2. Qiangfeng Xiao, Meng Gu, Hui Yang, Bing Li, Cunman Zhang, Yang Liu, Fang Liu, Fang Dai, Li Yang, Zhongyi Liu, Xingcheng Xiao, Gao Liu, Peng Zhao, Sulin Zhang, Chongmin Wang, Yunfeng Lu, Mei Cai. Inward lithium-ion breathing of hierarchically porous silicon anodes. Nature Communications 2015, 6, Article number:8844. doi:10.1038/ncomms9844.

3. Qiangfeng Xiao, Mei Cai, Michael P. Balogh, Misle M Tessema, Yunfeng Lu. Symmetric Growth of Pt Ultrathin Nanowires from Dumbbell Nuclei for Use as Oxygen Reduction Catalysts. Nano Research 2012, 5, 145-151.

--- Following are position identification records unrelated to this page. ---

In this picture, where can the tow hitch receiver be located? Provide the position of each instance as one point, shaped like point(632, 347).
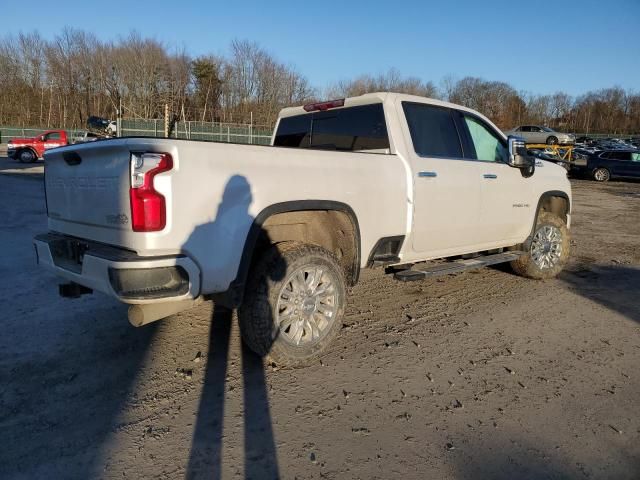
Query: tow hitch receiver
point(73, 290)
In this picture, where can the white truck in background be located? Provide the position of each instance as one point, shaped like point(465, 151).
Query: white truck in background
point(280, 232)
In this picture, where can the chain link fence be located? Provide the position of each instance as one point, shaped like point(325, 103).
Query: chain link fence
point(215, 132)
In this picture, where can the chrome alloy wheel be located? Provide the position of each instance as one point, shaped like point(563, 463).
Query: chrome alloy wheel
point(546, 247)
point(307, 305)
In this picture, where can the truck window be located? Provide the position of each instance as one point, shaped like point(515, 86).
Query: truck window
point(345, 129)
point(487, 145)
point(433, 130)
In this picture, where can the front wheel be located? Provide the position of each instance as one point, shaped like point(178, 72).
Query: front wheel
point(294, 304)
point(549, 249)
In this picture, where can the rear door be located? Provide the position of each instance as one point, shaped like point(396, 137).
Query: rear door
point(446, 185)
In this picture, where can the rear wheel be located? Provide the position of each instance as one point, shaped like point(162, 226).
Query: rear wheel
point(601, 175)
point(27, 156)
point(294, 304)
point(549, 249)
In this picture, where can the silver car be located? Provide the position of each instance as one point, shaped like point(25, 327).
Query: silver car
point(539, 134)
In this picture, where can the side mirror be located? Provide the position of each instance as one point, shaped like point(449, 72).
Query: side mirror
point(518, 155)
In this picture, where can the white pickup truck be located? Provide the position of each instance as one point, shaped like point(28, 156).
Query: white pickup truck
point(280, 232)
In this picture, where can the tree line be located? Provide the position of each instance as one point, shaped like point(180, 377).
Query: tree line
point(62, 81)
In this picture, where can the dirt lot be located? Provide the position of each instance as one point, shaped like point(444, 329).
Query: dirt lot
point(481, 375)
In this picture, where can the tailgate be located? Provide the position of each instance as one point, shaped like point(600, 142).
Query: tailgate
point(88, 185)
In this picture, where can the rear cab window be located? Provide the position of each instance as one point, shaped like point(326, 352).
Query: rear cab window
point(352, 129)
point(433, 130)
point(486, 145)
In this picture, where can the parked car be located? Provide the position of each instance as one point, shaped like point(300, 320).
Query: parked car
point(28, 150)
point(538, 134)
point(279, 232)
point(102, 124)
point(603, 165)
point(82, 137)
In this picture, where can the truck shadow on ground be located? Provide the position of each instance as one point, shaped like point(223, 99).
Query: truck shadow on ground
point(230, 227)
point(614, 287)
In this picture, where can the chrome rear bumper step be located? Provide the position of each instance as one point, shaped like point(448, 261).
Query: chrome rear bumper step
point(456, 266)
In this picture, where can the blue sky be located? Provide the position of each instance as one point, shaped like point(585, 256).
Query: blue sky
point(538, 47)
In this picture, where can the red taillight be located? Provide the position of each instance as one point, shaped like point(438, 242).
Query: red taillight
point(148, 207)
point(322, 106)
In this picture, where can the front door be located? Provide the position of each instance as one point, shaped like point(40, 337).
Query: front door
point(505, 194)
point(446, 185)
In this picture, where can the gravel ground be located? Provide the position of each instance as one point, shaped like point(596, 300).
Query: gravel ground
point(480, 375)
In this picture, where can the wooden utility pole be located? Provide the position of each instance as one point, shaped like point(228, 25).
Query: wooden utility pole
point(166, 120)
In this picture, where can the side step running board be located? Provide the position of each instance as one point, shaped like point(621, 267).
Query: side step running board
point(456, 266)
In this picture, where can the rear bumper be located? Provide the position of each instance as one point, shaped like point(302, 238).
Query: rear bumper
point(117, 272)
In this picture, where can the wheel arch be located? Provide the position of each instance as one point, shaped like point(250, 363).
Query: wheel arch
point(257, 232)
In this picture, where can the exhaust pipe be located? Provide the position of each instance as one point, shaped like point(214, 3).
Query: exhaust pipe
point(140, 315)
point(73, 290)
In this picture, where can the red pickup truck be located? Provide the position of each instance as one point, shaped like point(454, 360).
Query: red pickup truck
point(28, 150)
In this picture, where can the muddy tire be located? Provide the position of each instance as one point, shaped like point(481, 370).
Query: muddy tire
point(549, 249)
point(601, 175)
point(293, 305)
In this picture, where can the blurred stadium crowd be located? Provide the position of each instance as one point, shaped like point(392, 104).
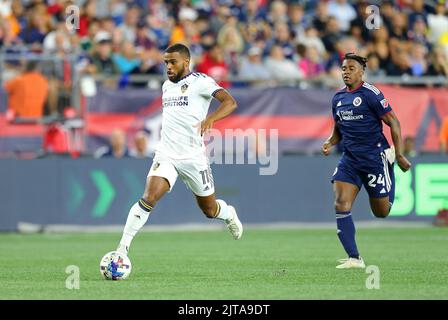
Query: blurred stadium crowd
point(237, 42)
point(253, 39)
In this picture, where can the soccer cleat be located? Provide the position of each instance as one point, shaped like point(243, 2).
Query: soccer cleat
point(349, 263)
point(234, 225)
point(123, 249)
point(390, 154)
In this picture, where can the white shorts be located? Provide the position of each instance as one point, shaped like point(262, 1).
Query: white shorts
point(195, 173)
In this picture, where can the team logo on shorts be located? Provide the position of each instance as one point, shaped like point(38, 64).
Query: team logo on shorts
point(357, 101)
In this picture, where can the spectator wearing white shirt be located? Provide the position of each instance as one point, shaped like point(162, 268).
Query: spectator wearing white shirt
point(438, 23)
point(280, 67)
point(343, 12)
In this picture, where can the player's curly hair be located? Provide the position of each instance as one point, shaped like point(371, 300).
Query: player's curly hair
point(179, 47)
point(361, 60)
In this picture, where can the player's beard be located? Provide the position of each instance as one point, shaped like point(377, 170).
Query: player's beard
point(178, 76)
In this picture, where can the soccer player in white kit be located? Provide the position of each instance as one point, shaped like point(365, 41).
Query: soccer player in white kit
point(186, 98)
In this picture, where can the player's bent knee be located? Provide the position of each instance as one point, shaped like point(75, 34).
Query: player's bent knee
point(381, 213)
point(209, 211)
point(150, 199)
point(342, 206)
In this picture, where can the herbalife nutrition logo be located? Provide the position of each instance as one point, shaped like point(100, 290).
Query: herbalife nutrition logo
point(72, 18)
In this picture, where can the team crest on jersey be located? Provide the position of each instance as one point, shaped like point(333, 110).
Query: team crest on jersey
point(357, 101)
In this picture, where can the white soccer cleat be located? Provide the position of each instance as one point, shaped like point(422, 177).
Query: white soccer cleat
point(349, 263)
point(390, 154)
point(234, 225)
point(123, 249)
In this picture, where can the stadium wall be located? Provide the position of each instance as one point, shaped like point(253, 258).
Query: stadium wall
point(99, 192)
point(302, 117)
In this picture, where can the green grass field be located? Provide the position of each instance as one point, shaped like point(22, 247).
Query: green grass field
point(264, 264)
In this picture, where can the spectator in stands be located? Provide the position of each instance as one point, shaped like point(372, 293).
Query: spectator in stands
point(418, 32)
point(380, 47)
point(343, 12)
point(87, 15)
point(438, 22)
point(280, 67)
point(438, 63)
point(311, 64)
point(252, 12)
point(418, 61)
point(443, 136)
point(141, 149)
point(331, 34)
point(417, 13)
point(129, 27)
point(55, 139)
point(282, 38)
point(296, 23)
point(126, 60)
point(185, 26)
point(373, 66)
point(117, 146)
point(278, 12)
point(399, 26)
point(252, 67)
point(101, 61)
point(409, 147)
point(145, 39)
point(232, 43)
point(36, 29)
point(401, 64)
point(320, 17)
point(312, 39)
point(214, 65)
point(28, 92)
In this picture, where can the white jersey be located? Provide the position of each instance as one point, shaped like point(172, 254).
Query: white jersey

4. Qiangfeng Xiao, Hiesang Sohn, Zheng Chen, Daniel Toso, Matthew Mechlenburg, Z. Hong Zhou, Eric Poirier, Anne Dailly, Haiqiang Wang, Zhongbiao Wu, Mei Cai, Yunfeng Lu. Mesoporous Metal and Metal Alloy Particles Synthesized by Aerosol-Assisted Confined Growth of Nanocrystals. Angew. Chem. Int. Ed. 2012, (hot paper), 51, 10546-10550.

Book Chapter

Qiangfeng Xiao, Bing Li, Fang Dai, Li Yang, Mei Cai. Application of Lithium-Ion Batteries in Vehicle Electrification. Electrochemical Energy: Advanced Materials and Technologies. Publisher: CRC Press, Taylor & Francis Group. Editors: Pei Kang Shen, Chao-Yang Wang, San Ping Jiang, Xueliang Sun, Jiujun Zhang. 2015

Teaching Interests:

Teaching plays a critical role in conveying scientific knowledge to students in the classroom and equipping them with the ability to analyze and solve problems in the real world. I have gained diverse teaching and mentoring experience as Teaching Assistant (TA) during my PhD training at Tulane University and UCLA. Given the teaching experience and the extensive multidisciplinary training including chemical engineering and materials science and engineering, I feel interested in teaching undergraduate and graduate-level core engineering courses, such as Thermodynamics, Transport Phenomena, Reactor Design as well as materials-related courses, such as Polymer Science and Engineering.